To avoid immoderate power consumption, the chip industry has shifted away from highperformance single threaded designs to high throughput multi-threaded designs. Graphic
Processing Unit (GPU) is a great example of such high throughput multi-threaded designs.
GPUs have emerged as an important computational platform for data-intensive applications
in a plethora of application domains. They are commonly integrated in computing platforms
at all scales, from mobile devices and embedded systems, to high performance enterprise-level
cloud servers.
GPUs use a massively multi-threaded architecture that exploits fine-grained switching between executing groups of threads to hide the latency of data accesses. In order to
support this fast context switching at scale, GPUs invest in large Register Files (RF) to
allow each thread to maintain its context in hardware. RF is a critical structure in GPUs
responsible for a large portion of the area and power; the frequent accesses to the register
file during kernel execution incur a sizable overhead in GPU power consumption, and introduce delays as accesses are serialized when port conflicts occur. This dissertation presents novel synergistic compiler/microarchitecture techniques for enabling high-performance and
energy-efficient GPUs.
Our first technique, CORF, is a compiler-assisted Coalescing Operand Register
File which performs register coalescing by combining reads to multiple registers required
by a single instruction, into a single physical read. To enable register coalescing, CORF
utilizes register packing to co-locate narrow-width operands in the same physical register.
Our proposed design uses compiler hints to identify which register pairs are commonly
accessed together. This novel technique simultaneously reduces the leakage and dynamic
access power, while improving the overall performance of the GPU.
The second technique, Breathing Operand Windows to exploit bypassing in GPUs
(BOW), is motivated by the observation that there is a high degree of temporal locality
in accesses to the registers: within short instruction windows, the same registers are often
accessed repeatedly.
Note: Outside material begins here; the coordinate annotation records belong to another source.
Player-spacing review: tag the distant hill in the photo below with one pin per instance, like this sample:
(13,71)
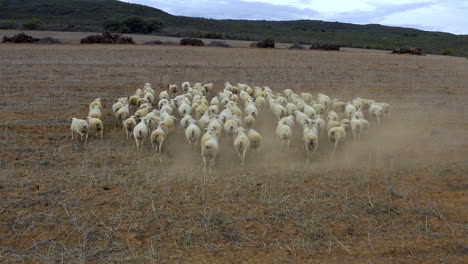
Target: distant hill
(92,15)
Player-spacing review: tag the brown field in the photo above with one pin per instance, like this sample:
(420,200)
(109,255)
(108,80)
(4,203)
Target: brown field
(400,196)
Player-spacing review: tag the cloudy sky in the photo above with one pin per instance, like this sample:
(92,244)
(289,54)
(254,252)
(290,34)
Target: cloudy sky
(435,15)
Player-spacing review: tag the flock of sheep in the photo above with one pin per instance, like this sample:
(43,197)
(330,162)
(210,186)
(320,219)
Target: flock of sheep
(205,116)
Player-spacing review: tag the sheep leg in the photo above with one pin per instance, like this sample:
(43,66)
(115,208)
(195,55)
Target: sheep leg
(160,146)
(204,165)
(238,154)
(334,149)
(243,156)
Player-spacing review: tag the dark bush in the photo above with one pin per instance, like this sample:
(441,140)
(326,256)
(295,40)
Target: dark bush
(219,44)
(34,23)
(48,40)
(20,38)
(412,51)
(154,42)
(325,46)
(133,25)
(296,46)
(107,38)
(7,25)
(191,42)
(266,43)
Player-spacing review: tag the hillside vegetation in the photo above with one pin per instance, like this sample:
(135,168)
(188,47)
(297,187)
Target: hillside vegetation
(100,15)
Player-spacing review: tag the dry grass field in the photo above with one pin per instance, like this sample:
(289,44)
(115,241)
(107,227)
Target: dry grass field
(400,196)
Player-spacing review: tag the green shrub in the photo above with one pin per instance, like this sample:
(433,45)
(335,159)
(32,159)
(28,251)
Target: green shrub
(7,25)
(34,23)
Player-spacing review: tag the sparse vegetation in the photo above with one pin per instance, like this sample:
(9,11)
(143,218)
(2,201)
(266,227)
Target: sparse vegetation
(107,38)
(191,42)
(34,23)
(325,46)
(266,43)
(397,201)
(20,38)
(297,46)
(98,16)
(219,44)
(412,51)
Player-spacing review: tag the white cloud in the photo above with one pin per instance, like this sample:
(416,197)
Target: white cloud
(438,15)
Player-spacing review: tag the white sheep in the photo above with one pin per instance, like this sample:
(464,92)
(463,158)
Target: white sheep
(95,127)
(356,127)
(375,111)
(95,112)
(80,127)
(251,109)
(158,137)
(337,135)
(186,121)
(149,97)
(172,90)
(288,120)
(324,100)
(279,111)
(230,127)
(284,133)
(301,117)
(116,106)
(122,114)
(350,109)
(184,109)
(310,136)
(249,121)
(241,144)
(129,124)
(309,111)
(140,132)
(255,139)
(291,108)
(332,116)
(209,150)
(164,95)
(96,102)
(192,134)
(185,87)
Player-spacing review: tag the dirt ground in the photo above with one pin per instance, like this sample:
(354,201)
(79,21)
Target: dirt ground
(399,196)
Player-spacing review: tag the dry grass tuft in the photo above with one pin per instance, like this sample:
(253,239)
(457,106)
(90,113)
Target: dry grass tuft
(397,197)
To exploit this opportunity, we propose an enhanced GPU pipeline
and operand collector organization that supports bypassing register file accesses and instead
passes values directly between instructions within the same window. To further arise
bypassing opportunities, we introduce compiler optimizations to help guide the write-back
destination of operands depending on whether they will be reused to further reduce the write
traffic. Our results show that BOW can shield the register file from unnecessary register file
accesses, which improves performance and reduces the energy consumption.
In our third study, inspired by the fact that registers are the fastest and simultaneously the most expensive kind of memory available to GPU threads, we propose Register
Mutual Exclusion (RegMutex). RegMutex a software-hardware co-mechanism to enable sharing a subset of physical registers between warps during the GPU kernel execution. With
RegMutex, the compiler divides the architected register set into a base register set and an
extended register set. While physical registers corresponding to the base register set are
statically and exclusively assigned to the warp, the hardware time-shares the remaining
physical registers across warps to provision their extended register set. Therefore, the GPU
programs can sustain approximately the same performance with the lower number of registers
hence yielding higher performance per dollar.
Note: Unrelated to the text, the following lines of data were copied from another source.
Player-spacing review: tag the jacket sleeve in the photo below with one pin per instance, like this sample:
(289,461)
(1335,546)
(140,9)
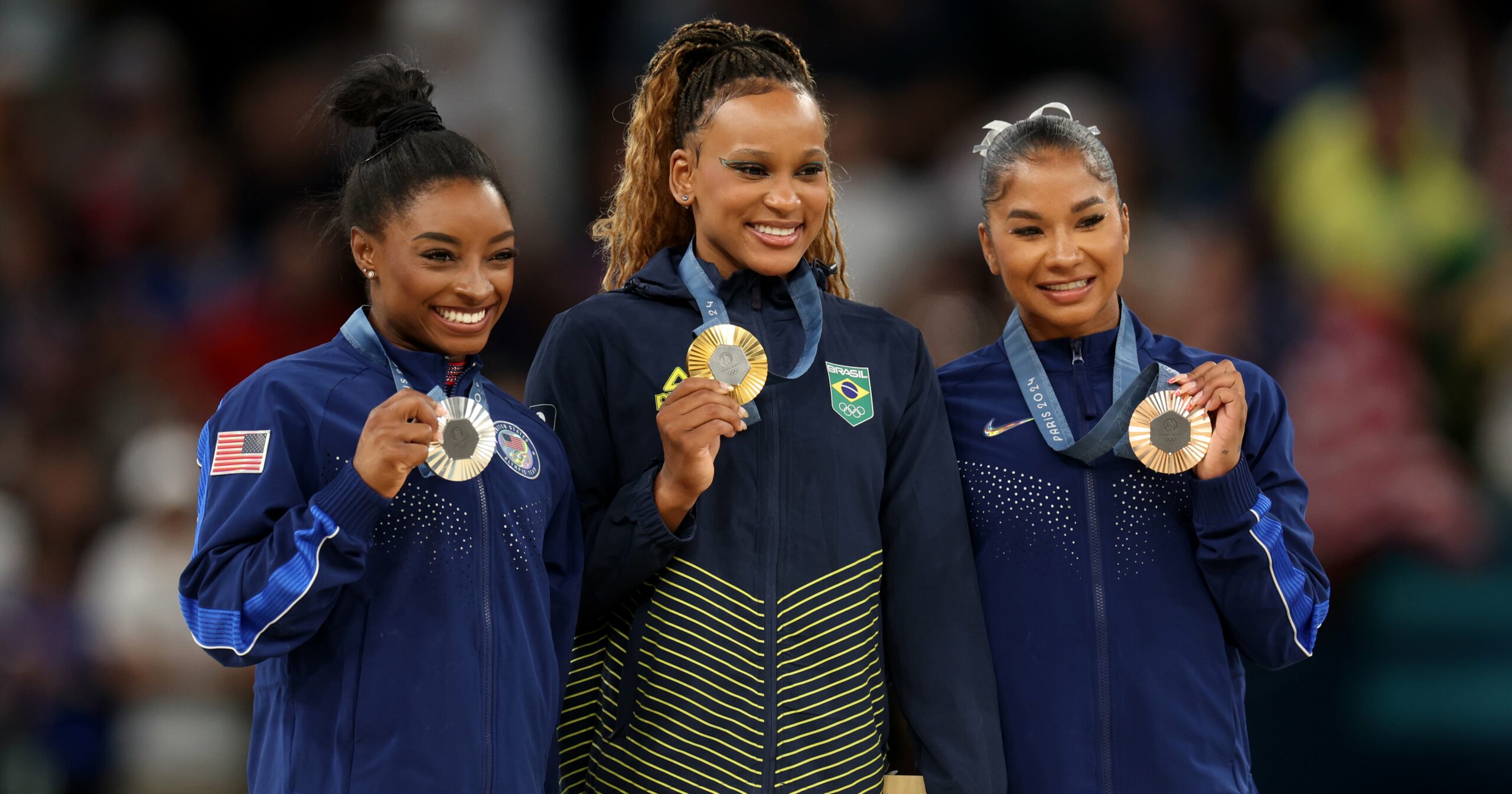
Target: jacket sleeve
(273,549)
(625,539)
(563,554)
(935,630)
(1254,545)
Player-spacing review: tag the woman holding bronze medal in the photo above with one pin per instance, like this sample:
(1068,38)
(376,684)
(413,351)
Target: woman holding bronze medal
(775,527)
(1136,515)
(409,601)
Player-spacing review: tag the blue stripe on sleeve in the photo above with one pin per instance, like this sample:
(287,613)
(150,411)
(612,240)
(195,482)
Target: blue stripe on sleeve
(238,630)
(1290,581)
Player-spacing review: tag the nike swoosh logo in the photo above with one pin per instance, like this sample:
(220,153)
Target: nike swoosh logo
(989,431)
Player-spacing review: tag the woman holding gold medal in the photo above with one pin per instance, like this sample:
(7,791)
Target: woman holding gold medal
(775,527)
(407,598)
(1136,515)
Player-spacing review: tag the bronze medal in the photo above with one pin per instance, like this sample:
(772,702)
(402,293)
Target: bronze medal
(1168,433)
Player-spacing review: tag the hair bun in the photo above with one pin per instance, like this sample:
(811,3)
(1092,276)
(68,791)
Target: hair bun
(409,117)
(383,91)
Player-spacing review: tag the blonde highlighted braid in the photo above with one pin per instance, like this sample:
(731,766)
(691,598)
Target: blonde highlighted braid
(700,67)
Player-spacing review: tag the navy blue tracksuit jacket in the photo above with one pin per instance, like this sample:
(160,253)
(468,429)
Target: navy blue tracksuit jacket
(1119,601)
(406,645)
(751,649)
One of the most critical performance and design hurdles in today’s computing
challenges is operating on a large volume of data. Large data not only impedes performance
by imposing long-latency memory accesses, but also makes the processor design more costly
by having the design to overprovision the on-chip memory size to afford the data. In our last
study, we proposed another novel register sharing mechanism and also a warp scheduling
scheme for GPUs to resolve these issues.Instead of modifying workloads to apply advanced
algorithms or changing the GPU architecture significantly, our proposed locality-aware
register file (LARF) and locality-aware scheduler (LAS) effectively reduce off-chip memory
accesses and enable data sharing across warps in timely manner. We exploited the unique
data sharing patterns of big data workloads such as deep learning and matrix multiply
algorithms and have the warps opportunistically share data in register file. In our studies,
we have observed a lot of cases where the amount of parallelism was limited largely by
register shortage. With our proposed LARF, the register usage is also effectively reduced by
having warps to share one physical copy of the register.